Question

7.         You have just won the Virginia Lottery and they have offered you two different payout...

7.         You have just won the Virginia Lottery and they have offered you two different payout arrangements. Option A: You can choose to receive $1,000,000 per year for the next ten years paid at the end of each year. Option B: You can receive $750,000 per year for the next ten years paid at the end of each year, along with a $1,500,000 payment today. If the interest rate is 10% which option will you prefer and why?
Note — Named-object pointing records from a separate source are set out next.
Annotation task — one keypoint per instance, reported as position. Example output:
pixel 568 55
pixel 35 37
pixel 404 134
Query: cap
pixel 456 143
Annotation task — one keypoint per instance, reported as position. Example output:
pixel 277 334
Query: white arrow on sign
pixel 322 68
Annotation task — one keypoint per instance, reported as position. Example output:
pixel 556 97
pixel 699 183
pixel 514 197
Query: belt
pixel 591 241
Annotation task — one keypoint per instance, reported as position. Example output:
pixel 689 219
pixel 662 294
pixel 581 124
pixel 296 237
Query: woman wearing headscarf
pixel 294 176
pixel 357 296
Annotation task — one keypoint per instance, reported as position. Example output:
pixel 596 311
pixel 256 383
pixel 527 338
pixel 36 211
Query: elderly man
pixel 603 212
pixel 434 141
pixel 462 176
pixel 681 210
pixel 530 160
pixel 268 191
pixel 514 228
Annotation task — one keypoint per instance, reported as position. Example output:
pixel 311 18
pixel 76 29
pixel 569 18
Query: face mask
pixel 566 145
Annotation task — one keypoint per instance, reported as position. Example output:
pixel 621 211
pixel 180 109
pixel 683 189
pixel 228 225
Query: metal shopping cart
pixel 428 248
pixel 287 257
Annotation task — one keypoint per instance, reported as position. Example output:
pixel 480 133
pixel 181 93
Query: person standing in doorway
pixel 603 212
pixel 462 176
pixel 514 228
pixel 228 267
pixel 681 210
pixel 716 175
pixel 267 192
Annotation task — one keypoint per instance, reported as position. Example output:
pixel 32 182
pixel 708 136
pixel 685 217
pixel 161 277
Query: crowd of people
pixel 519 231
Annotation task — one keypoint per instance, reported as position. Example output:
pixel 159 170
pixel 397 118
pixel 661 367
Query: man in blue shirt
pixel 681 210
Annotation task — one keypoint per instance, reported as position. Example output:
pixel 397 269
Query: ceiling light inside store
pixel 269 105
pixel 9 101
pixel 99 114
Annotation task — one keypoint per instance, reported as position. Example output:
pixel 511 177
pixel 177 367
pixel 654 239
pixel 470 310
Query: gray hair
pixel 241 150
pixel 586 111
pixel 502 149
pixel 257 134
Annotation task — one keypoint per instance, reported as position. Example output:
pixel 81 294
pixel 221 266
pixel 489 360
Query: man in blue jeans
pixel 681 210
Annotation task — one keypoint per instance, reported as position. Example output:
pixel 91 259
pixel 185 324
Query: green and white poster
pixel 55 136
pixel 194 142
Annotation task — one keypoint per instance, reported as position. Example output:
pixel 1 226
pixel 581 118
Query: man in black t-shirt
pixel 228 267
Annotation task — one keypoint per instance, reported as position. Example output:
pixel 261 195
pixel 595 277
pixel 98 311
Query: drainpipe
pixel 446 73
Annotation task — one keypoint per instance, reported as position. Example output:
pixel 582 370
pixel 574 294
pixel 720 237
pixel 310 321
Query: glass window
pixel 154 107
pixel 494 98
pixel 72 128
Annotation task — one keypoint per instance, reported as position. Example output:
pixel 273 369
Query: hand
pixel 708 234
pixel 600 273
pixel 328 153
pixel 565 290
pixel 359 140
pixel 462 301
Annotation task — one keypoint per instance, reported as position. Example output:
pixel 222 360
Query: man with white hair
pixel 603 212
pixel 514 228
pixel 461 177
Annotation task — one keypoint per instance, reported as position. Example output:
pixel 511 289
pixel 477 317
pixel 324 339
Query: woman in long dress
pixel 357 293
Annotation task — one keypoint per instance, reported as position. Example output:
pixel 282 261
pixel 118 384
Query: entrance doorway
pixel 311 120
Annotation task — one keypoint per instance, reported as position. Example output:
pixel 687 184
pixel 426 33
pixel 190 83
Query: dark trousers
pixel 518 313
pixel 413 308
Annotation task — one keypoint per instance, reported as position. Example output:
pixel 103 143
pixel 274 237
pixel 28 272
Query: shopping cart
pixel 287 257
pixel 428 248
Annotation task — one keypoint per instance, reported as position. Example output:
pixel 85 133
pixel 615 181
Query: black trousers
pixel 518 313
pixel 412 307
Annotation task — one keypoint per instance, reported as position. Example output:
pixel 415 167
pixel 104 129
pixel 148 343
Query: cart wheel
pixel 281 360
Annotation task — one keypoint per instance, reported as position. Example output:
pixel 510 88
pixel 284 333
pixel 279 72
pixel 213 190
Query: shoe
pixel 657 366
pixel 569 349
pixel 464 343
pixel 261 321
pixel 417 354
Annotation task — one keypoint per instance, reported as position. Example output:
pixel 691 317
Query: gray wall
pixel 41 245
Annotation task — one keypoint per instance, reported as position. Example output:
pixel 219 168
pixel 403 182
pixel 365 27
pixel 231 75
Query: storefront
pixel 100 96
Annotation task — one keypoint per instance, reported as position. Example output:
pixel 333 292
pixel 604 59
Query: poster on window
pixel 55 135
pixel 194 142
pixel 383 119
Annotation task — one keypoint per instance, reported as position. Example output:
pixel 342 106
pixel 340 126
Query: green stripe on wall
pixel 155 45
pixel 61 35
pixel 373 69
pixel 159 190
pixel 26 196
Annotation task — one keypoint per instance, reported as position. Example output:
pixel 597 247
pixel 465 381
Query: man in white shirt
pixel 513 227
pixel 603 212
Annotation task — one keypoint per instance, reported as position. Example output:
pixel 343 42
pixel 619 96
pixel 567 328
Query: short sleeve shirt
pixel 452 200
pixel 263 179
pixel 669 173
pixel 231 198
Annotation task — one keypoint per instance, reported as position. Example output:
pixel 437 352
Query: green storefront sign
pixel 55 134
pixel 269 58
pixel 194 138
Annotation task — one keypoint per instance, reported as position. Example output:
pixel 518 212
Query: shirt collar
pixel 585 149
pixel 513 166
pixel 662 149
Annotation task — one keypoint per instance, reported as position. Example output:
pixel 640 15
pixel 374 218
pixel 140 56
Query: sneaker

Show Calculations. (4 pts)

Homework Answers

Answer #1

Option A:

Present value = Annuity * [1 - 1 / (1 + r)^n] / r

present value = 1,000,000 * [1 - 1 / (1 + 0.1)^10] / 0.1

Present value = 1,000,000 * [1 - 0.385543] / 0.1

Present value = 1,000,000 * 6.144567

Present value = $6,144,567.11

Option B:

Present value = Initial payment + Annuity * [1 - 1 / (1 + r)^n] / r

Present value = 1,500,000 + 750,000 * [1 - 1 / (1 + 0.1)^10] / 0.1

Present value = 1,500,000 + 750,000 * [1 - 0.385543] / 0.1

Present value = 1,500,000 + 750,000 * 6.144567

Present value = 6,108,425.33

You should prefer option A as it has the higher present value.